A lot of people are truly upset about the verdict rendered in the Casey Anthony trial. I can understand that, because it appears that justice has been averted. Most people naturally assume that Casey really is guilty, and all the evidence would appear to lead to her. So did she get away with something? No, because, first of all, human justice is not divine justice, and there is a real principle of divine justice in this universe. Is she guilty? It would appear so. But... and this is a big but, it worked out in a way that presents a very special principle of American justice; that someone is innocent until "proven" guilty. The key word here is proven, and the prosecution did not do that. It leads me to have great faith in the American justice system in that we as people are presumed innocent until "proven" guilty. Why is that so? It goes back to pre revolutionary war days when British soldiers, (not police) would enter any house at any time of day or night, abduct any or all of the households occupants, and condemn them on the slightest bit of evidence, and there was no recourse. Anyone at any time could be taken out of their home, and executed on the whim of the powers that be. So, as revolutionary Americans, who believed in freedom, upon gaining our independence decided that no one would be convicted of any crime, political or social, without being "proven guilty" beyond a reasonable doubt. Did that mean some would get away with criminal acts? Yes, it did. But it protected every American from false imprisonment, and gave them security within their persons. The verdict of this trial shows that we still uphold the foundations of our society when we let a highly likely guilty person go free because it is not "proven" that they committed the crime. Without that we are nothing.

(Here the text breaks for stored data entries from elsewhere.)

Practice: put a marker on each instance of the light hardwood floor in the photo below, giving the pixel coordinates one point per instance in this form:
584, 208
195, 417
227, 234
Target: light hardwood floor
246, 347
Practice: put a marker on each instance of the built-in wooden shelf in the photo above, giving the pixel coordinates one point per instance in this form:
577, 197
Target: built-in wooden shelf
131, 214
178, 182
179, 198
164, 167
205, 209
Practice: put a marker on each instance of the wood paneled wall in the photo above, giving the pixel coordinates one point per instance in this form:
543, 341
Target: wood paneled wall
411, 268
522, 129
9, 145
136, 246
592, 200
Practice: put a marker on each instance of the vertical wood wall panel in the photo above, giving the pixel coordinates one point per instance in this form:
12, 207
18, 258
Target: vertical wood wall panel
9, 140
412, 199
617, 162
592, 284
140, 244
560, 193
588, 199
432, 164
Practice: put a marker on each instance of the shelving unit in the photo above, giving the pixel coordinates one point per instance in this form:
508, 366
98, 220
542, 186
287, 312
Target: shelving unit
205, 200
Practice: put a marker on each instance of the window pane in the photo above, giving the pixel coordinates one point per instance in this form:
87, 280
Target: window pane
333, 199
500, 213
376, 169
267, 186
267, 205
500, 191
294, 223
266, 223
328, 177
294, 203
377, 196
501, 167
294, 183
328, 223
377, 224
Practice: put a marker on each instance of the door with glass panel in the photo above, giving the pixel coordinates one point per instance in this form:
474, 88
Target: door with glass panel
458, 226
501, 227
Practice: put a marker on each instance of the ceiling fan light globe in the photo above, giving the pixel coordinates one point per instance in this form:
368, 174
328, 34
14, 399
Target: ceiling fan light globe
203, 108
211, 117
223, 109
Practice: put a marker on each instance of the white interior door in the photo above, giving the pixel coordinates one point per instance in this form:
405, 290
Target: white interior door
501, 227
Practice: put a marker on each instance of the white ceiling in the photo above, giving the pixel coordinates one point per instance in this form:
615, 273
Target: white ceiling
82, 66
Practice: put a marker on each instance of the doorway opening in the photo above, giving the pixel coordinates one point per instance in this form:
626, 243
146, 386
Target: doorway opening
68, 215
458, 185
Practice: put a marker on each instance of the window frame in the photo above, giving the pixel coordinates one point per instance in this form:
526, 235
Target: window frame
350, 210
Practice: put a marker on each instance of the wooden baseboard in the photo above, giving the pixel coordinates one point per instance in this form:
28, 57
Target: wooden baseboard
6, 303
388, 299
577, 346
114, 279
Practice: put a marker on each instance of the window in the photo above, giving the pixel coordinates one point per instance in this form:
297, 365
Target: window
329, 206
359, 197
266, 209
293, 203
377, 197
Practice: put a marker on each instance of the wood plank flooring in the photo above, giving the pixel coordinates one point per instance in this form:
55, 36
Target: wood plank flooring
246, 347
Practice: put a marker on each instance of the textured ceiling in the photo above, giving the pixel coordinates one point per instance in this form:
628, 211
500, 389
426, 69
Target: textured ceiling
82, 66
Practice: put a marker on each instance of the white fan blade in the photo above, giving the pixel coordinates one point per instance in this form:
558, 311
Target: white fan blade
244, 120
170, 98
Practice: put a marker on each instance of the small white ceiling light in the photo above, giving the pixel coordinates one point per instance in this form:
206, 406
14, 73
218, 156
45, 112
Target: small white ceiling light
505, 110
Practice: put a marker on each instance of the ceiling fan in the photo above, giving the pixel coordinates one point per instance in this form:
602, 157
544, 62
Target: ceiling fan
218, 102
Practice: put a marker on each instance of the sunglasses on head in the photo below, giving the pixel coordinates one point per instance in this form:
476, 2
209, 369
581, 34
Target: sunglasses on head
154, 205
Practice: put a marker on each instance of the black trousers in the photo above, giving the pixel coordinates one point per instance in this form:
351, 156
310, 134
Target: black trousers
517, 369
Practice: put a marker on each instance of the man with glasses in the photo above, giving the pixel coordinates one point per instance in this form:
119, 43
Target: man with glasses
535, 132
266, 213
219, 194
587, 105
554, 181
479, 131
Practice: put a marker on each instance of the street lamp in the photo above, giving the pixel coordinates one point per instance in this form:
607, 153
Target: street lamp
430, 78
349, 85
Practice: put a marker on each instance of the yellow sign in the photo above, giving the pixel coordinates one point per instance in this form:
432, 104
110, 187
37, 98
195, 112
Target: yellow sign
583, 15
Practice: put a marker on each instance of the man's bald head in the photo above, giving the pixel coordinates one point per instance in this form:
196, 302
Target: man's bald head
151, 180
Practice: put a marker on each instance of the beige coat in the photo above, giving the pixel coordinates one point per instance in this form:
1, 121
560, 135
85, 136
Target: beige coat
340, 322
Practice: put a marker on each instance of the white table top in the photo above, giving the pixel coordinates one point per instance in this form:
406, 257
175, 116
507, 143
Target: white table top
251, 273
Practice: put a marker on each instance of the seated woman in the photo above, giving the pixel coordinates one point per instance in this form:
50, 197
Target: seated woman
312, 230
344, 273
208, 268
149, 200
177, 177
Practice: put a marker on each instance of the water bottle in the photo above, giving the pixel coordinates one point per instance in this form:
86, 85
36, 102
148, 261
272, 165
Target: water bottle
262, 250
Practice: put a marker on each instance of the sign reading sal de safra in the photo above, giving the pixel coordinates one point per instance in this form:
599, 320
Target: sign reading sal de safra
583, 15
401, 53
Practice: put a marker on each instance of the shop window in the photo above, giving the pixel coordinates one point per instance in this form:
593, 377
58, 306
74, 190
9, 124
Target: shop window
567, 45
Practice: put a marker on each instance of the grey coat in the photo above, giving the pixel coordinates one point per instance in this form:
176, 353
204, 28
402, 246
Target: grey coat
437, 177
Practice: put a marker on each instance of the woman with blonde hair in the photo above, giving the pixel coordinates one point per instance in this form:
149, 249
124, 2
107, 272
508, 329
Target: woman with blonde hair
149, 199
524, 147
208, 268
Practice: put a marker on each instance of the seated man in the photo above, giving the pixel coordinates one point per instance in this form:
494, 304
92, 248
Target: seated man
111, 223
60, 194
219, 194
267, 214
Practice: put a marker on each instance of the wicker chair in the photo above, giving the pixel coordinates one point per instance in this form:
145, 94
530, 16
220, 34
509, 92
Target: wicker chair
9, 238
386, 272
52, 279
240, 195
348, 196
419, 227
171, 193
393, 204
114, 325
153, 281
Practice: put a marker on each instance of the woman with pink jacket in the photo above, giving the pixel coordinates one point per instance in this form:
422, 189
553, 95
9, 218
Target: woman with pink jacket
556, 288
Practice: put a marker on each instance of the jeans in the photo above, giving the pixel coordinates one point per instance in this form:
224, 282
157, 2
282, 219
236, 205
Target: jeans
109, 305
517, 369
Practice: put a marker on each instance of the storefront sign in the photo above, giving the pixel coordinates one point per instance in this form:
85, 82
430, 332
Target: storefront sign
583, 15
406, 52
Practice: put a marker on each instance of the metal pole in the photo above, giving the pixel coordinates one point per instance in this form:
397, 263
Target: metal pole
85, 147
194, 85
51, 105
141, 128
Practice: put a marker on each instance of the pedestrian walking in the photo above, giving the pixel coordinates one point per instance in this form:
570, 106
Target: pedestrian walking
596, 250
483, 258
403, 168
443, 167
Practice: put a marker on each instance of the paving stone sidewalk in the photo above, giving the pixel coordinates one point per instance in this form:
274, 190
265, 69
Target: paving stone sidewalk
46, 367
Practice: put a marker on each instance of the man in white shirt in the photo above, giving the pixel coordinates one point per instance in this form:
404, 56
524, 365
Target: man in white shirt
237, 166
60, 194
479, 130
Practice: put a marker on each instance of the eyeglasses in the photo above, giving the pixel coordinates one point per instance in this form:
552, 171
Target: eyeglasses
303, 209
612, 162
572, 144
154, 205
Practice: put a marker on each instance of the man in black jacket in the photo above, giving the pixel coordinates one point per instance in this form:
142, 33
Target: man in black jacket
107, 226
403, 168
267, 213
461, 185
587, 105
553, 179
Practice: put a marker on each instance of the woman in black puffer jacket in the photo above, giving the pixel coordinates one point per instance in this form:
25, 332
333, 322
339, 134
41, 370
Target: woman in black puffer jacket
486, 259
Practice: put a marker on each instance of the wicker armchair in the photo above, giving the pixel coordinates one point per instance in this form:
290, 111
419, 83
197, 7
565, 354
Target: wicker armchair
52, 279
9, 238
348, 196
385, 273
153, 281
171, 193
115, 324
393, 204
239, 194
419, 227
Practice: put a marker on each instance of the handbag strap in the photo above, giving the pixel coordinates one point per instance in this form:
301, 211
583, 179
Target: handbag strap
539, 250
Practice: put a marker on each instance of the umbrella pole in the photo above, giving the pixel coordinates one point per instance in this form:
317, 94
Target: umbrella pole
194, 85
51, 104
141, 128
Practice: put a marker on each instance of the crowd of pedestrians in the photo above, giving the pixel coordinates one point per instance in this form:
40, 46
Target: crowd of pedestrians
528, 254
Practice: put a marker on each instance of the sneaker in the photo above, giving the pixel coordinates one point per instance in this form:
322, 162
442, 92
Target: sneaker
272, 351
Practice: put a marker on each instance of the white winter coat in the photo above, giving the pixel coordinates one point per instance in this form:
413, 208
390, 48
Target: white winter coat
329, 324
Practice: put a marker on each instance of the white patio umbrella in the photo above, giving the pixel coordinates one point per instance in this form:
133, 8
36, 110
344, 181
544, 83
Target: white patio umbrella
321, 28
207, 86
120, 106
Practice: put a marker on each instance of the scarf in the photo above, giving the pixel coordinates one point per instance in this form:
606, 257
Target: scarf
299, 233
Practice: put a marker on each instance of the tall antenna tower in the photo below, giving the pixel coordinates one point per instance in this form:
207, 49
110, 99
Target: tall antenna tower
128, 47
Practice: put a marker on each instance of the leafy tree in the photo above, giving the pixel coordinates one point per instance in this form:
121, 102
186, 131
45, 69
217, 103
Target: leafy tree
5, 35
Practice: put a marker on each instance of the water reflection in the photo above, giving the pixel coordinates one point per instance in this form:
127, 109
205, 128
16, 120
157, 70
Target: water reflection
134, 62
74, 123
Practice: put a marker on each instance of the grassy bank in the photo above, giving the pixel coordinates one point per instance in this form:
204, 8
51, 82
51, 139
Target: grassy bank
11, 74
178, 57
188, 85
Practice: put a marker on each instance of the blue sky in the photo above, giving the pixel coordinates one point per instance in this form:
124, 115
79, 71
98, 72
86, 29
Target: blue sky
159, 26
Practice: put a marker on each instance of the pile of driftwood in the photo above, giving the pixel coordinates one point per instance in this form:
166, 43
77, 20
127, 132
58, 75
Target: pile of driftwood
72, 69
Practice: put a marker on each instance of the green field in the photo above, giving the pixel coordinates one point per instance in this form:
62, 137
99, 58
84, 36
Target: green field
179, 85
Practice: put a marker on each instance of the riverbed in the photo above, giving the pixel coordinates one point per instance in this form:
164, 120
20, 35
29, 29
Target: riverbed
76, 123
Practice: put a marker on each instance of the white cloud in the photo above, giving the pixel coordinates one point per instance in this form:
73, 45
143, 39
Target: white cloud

The Patriot act, (nothing patriotic about it) would overturn this in a heartbeat. It states that "terrorists" are military combatants and therefore not subject to the court system. They are to be treated as military prisoners, without recourse to lawyers, to council, or to any need to be "proven" guilty. This is an overt attempt to circumvent the laws established in our society given us at the time of the revolution. This is real, it is going on right now in this country, and this trial, as sad as it may be, proves that for the average citizen, the rules still apply that we must be "proven" guilty before we are punished. I don't like to see anyone get away with a murder, or at the least child abuse anymore than anyone else in our society, but I think it is more important that we do not allow our emotions to rule us, but to look at the evidence provided by the prosecution, and decide whether it is really "proof" or not. This is what the jurors did, they felt that the state's case was not proven. And they read the verdict as such. I am extremely proud of these jurors for standing up to what America is all about, and acting appropriately.